"Si l'internet n'est pas complet, ne le vendez pas en tant que tel"

30/05/12 à 12:25 - Mise à jour à 12:24

Source: Datanews

Des indications correctes de vitesses du haut débit et une communication claire des éventuelles limites internet, voilà ce que demande la commissaire européenne en charge de l'Agenda Numérique, Neelie Kroes, aux opérateurs internet européens.

"Si l'internet n'est pas complet, ne le vendez pas en tant que tel"

Des indications correctes de vitesses du haut débit et une communication claire des éventuelles limites internet, voilà ce que demande la commissaire européenne en charge de l'Agenda Numérique, Neelie Kroes, aux opérateurs internet européens.

Neelie Kroes dévoile enfin son jeu à propos du thème très chaud de la 'neutralité du net'. La question est de savoir si les fournisseurs internet peuvent 'rationaliser' leur trafic en accordant la priorité à certains flux de données/applications et en en bloquant d'autres.

Kroes déclare avoir réservé jusqu'à présent son point de vue, parce qu'elle souhaitait d'abord collecter des données claires sur l'état des lieux en matière de neutralité du net. Il y a un an, elle avait demandé à l'organe européen des régulateurs télécoms, BEREC, de réunir toutes les preuves nécessaires quant à la qualité des services internet, à l'éventuel blocage de certains contenus et à la facilité de changer de fournisseur de services.

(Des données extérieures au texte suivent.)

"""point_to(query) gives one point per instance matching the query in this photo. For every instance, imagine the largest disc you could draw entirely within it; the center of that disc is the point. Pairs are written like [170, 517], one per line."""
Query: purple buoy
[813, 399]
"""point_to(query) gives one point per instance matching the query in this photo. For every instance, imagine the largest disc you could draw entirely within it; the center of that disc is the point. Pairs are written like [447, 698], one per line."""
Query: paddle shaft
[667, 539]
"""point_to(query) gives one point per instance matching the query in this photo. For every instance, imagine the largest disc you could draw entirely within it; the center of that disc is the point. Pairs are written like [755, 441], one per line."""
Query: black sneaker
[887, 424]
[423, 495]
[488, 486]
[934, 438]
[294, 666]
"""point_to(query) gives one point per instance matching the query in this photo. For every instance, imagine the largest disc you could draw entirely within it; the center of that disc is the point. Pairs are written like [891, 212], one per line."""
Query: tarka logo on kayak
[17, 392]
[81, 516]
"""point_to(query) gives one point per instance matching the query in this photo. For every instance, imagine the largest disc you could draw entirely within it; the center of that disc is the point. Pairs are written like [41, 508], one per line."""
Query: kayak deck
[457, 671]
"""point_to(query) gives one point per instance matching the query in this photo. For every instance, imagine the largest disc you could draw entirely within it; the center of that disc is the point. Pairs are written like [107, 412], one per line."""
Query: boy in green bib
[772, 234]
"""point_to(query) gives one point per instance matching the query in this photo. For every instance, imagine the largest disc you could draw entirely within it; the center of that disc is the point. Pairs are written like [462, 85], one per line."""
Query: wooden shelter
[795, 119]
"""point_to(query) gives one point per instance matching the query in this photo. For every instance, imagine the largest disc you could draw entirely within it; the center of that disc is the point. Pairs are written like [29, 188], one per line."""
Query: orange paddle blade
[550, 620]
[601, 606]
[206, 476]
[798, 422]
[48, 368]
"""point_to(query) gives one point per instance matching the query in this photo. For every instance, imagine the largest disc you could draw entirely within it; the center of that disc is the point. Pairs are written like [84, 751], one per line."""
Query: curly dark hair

De l'enquête menée par BEREC, il apparaît à présent que la plupart des fournisseurs internet, qu'ils soient fixes ou mobiles, n'appliquent pas de limites à leur trafic. Mais il en ressort aussi que 20 pour cent minimum jusqu'à la moitié des internautes mobiles ont conclu des contrats autorisant les opérateurs à interdire certains services (comme VoIP et Skype ou l'échange poste à poste). 20 pour cent des opérateurs fixes appliqueraient aussi des limites en matière de trafic poste à poste. Il n'empêche que les offres fixes et mobiles de 85 pour cent des fournisseurs internet fixes et de 76 pour cent des fournisseurs internet mobiles ne se caractérisent pas par des restrictions.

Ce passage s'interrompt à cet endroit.